Putting It To The Test
Cyclists at the University of Oklahoma took part in a 2 ½ hour test ride to compare ingesting this Superstarch 30 minutes prior and then again after the ride, versus a maltodextrin-based product. It was revealed that in the case of taking in the Superstarch, the riders’ blood glucose levels were maintained eight times longer and, as initially theorized, they also were able to compete at a higher peak performance level. “Maltodextrin affects the blood glucose levels over 60% within 30 minutes,” explains Kaufman. “Every spike is followed by a crash, which, if you didn’t re-ingest them, as these other products recommend, for 2 hours you’d find yourself 24% below fasting level.” It is below fasting level that dizziness and similar effects due to lack of energy are experienced by athletes. The Superstarch further kept the riders above these fasting levels much longer and proficiently post-workout.
Scientists noted that because the intestines, not the stomach, digests the Superstarch, there wasn’t the same kind of GI distress many endurance athletes typically complain of. Krista Austin, Ph.D, cites UCAN as her top choice of liquid for the world-ranked athletes she works with. “It doesn’t sit heavy in their stomach or cause GI distress…[but] it will give them the long-lasting carbs to sustain blood glucose levels.” Despite getting into the system quickly, UCAN is slow-burning and stays in the system much longer.

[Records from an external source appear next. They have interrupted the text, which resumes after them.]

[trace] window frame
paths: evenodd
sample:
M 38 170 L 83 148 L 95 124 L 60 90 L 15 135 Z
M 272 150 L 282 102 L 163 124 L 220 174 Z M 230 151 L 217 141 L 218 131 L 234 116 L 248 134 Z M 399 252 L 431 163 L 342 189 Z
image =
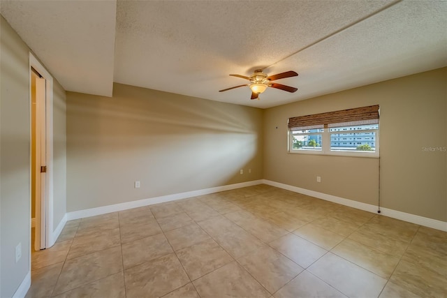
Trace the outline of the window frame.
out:
M 321 150 L 300 150 L 300 149 L 294 149 L 293 147 L 293 130 L 291 128 L 288 129 L 288 152 L 293 154 L 314 154 L 314 155 L 328 155 L 328 156 L 349 156 L 349 157 L 368 157 L 368 158 L 379 158 L 380 156 L 380 147 L 379 147 L 379 133 L 380 133 L 380 124 L 377 124 L 379 128 L 377 129 L 369 129 L 369 130 L 362 130 L 362 131 L 356 131 L 362 133 L 370 133 L 374 132 L 376 135 L 374 136 L 374 142 L 375 142 L 375 151 L 337 151 L 337 150 L 332 150 L 330 147 L 330 136 L 332 133 L 331 133 L 330 131 L 330 128 L 325 127 L 323 128 L 323 131 L 321 133 L 310 133 L 309 134 L 302 134 L 303 135 L 321 135 Z M 352 125 L 345 126 L 339 126 L 339 127 L 351 127 Z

The main difference between taking UCAN or another starch-based product is that UCAN needs to be consumed 30 to 60 minutes before the workout. “It’s different for everyone but typically you should take it 30-60 minutes before your workout,” suggests Kaufman, “Amy Yoder Begley’s found that she is able to do a 20-mile run off of 1 ½ packets an hour before. She then saves the second ½ packet as a recovery drink after.” Austin, also working with Yoder Begley, encourages drinking it 60-90 minutes prior to the workout.